Le colonel qui, en ce moment, reconnut Dinmont, alla à lui, et l’assura affectueusement qu’il était le bien-venu ; lui disant « qu’aux yeux de quiconque l’avait vu à Édimbourg, sa grosse redingote et ses bottes ferrées honoreraient le palais d’un roi. — Ah ! colonel, nous ne sommes qu’un simple paysan, mais nous apprendrons avec plaisir tout ce qui pourra arriver d’heureux au capitaine ; et nous sommes sûr que son affaire ira bien, si M. Pleydell s’en charge. — Vous avez raison, Dandie… vous parlez comme un oracle des Higlands[2]… Mais maintenant du silence… Bien ; vous voilà tous assis… Buvez un verre de vin, afin de commencer méthodiquement. Maintenant, ajouta-t-il en se tournant vers Bertram, mon cher enfant, savez-vous qui vous êtes ? »

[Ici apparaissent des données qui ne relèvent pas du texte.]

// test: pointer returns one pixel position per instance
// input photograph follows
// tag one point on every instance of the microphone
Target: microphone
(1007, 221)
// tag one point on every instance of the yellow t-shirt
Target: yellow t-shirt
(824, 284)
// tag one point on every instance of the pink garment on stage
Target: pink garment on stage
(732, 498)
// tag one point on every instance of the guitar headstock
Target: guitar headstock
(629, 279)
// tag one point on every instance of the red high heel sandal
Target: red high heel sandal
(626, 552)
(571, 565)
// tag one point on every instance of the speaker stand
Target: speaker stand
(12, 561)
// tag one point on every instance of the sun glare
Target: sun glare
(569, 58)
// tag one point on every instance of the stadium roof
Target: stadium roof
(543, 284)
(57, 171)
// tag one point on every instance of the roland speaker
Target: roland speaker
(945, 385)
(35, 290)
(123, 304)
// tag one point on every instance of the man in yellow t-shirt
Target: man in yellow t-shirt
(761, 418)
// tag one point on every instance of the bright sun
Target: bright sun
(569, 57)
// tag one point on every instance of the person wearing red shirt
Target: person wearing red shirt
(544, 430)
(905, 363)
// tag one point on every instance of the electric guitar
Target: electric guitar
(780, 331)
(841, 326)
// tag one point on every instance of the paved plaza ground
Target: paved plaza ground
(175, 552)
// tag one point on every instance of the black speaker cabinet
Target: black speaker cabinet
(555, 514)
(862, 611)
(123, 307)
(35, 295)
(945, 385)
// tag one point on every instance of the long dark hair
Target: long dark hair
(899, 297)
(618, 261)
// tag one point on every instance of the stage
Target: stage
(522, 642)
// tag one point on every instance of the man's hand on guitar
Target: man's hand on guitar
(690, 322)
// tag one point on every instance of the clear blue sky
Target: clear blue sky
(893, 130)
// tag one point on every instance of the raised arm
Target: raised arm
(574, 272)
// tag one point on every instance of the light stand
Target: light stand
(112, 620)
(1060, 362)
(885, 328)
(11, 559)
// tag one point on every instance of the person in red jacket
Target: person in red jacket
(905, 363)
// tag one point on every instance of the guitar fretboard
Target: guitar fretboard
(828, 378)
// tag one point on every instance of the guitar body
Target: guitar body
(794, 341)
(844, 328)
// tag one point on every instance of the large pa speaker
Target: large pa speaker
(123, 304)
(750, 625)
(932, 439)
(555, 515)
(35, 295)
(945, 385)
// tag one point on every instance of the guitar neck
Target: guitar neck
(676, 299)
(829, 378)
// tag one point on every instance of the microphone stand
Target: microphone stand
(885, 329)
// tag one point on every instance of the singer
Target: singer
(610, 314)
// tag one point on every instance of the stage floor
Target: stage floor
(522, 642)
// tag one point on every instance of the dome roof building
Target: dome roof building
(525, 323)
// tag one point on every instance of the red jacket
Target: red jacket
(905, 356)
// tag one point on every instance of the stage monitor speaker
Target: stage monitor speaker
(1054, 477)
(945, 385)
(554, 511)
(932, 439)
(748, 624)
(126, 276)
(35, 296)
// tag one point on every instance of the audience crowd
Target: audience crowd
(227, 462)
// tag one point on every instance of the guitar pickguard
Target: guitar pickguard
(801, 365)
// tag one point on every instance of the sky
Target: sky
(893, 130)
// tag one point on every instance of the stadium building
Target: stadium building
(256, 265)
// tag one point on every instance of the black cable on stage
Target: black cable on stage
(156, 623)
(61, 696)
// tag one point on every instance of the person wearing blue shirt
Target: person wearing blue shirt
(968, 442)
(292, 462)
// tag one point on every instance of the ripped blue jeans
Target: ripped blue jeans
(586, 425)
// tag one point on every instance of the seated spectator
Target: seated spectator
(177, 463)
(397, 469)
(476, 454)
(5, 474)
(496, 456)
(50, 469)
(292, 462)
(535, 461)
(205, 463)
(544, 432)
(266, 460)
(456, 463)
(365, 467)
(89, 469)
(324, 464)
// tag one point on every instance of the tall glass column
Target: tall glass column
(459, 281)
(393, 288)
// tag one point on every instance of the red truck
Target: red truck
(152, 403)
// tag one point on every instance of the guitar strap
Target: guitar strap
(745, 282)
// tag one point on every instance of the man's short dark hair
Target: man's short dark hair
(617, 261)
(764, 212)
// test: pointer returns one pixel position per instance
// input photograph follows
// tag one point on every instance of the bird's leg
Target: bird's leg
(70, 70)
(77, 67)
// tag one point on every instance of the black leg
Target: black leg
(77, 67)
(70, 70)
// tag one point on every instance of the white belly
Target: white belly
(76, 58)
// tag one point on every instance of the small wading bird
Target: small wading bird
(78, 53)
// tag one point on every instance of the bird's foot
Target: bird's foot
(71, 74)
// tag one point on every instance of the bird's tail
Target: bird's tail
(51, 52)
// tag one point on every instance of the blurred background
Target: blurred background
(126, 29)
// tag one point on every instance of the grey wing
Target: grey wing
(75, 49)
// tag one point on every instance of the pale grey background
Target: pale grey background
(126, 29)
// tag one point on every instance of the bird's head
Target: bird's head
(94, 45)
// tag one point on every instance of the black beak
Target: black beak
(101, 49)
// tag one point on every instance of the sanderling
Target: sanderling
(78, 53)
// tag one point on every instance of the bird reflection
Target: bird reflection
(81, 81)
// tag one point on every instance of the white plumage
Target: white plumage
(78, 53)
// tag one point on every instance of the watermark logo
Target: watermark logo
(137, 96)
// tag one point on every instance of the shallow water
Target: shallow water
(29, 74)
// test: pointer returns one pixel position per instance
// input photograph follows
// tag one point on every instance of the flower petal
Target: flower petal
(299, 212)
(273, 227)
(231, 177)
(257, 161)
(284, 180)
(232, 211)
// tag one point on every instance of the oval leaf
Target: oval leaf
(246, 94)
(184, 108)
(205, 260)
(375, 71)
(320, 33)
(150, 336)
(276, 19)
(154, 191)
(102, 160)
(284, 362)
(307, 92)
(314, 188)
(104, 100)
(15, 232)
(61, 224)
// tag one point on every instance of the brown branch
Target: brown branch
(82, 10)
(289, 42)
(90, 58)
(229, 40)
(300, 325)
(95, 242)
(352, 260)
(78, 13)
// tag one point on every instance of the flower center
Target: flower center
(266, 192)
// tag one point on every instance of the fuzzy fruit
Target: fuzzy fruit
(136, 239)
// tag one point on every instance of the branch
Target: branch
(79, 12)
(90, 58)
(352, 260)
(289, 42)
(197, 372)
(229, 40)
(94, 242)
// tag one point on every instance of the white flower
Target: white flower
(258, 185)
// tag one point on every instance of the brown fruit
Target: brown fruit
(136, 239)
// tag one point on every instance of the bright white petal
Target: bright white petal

En dépit de son inquiétude, Bertram ne put s’empêcher de sourire de ce singulier début ; il répondit : « En vérité, monsieur, je croyais le savoir, mais des événements récents me forcent d’en douter. — Dites-nous donc ce que vous pensiez être avant cette époque. — Je croyais être et me nommer Van Beest Brown, servant en qualité de cadet ou de volontaire sous le colonel Mannering, quand

  1. Ou quel que soit votre nom. a. m.
  2. Il ne sera pas inutile de remarquer, pour les lecteurs du sud, que la contrée montagneuse vers la limite du sud-ouest de l’Écosse se nomme Higland (la première syllabe se prononce brièvement), et que cette contrée ne doit pas être confondue avec les districts beaucoup plus étendus et plus montagneux au nord, qui se nomment aussi Higland (avec la première syllabe longue).